计算机科学与探索 ›› 2018, Vol. 12 ›› Issue (4): 642-652.DOI: 10.3778/j.issn.1673-9418.1706059

• 人工智能与模式识别 • 上一篇    下一篇

图松弛优化聚类的快速近似提升方法

谢    磊+,王士同   

  1. 江南大学 数字媒体学院,江苏 无锡 214122
  • 出版日期:2018-04-01 发布日期:2018-04-04

Fast Approximate Approaches for Graph-Based Relaxed Optimization Clustering

XIE Lei+, WANG Shitong   

  1. School of Digital Media, Jiangnan University, Wuxi, Jiangsu 214122, China
  • Online:2018-04-01 Published:2018-04-04

摘要: 基于图松弛优化为非近似迭代方法提供了有效的分析解决方案,且实现简单。然而,由于矩阵的逆在计算时需要多项式时间,则在运行速度方面不是很理想,当面对较大规模数据时此方法将变得不可行。提出了对基于图松弛优化聚类进行快速近似提升的两种方法:一个是基于k均值聚类,另一个是基于随机投影树。广泛实验表明,这些算法在运算速度方面表现较优,聚类精度变化非常小。具体来讲,该算法在运算大规模数据时精度优于k均值算法,并且在保证精度的情况下运行速度远快于基于图松弛优化聚类算法。值得注意的是,该算法可以使得单个机器在数分钟内对具有数百万样本的数据集进行聚类。

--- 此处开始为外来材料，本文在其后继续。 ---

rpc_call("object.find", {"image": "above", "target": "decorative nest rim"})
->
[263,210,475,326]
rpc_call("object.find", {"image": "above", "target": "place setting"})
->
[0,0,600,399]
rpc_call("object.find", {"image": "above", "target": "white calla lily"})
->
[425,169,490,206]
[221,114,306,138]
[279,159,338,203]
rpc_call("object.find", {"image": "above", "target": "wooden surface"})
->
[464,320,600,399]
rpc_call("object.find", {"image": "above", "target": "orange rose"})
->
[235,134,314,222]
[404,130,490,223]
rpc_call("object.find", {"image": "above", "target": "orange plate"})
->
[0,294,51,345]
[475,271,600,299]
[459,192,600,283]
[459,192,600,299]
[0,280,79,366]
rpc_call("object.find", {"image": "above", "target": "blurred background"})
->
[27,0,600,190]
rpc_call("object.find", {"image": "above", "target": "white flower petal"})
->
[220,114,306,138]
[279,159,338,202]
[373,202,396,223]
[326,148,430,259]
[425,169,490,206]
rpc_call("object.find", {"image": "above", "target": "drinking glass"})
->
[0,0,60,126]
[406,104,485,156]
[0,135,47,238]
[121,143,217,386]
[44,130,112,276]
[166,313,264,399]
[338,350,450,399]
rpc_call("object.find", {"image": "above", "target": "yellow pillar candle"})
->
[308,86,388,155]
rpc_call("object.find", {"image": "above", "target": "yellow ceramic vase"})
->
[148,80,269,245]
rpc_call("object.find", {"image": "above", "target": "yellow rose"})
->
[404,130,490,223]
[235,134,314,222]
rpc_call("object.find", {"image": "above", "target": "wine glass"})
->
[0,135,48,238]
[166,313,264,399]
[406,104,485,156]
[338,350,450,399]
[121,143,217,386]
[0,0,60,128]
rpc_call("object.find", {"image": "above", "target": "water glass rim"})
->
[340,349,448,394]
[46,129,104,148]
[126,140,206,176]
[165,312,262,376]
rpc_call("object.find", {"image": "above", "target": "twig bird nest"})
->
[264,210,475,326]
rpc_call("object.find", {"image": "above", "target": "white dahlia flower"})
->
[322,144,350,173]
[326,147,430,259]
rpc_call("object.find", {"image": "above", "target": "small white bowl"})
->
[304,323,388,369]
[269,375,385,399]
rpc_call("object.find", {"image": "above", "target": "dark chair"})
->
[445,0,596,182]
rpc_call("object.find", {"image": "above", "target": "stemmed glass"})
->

关键词: 无监督学习, 基于图松弛优化聚类, 数据量化, 高维数据, 快速近似

Abstract: Due to its easy implementation, the graph-based relaxed optimization indeed provides an effective analytical solution for non-approximation iterative methods. However, due to the inverse of the matrix, such an optimization will run slowly and even become impractical for large-scale data. This paper develops two general approaches for fast graph-based relaxed optimization clustering. One is based on k-means clustering, and the other is based on random projection tree. Extensive experiments show that these two proposed approaches can achieve significant acceleration without degrading the clustering accuracy a lot. In particular, the approaches have better clustering performance than the classical k-mean algorithm on large-scale data, and run faster than the graph-based relaxed optimization clustering algorithms, with comparable accuracy. It is worth noting that the proposed approaches in this paper allow a single machine to cluster millions of data samples within minutes.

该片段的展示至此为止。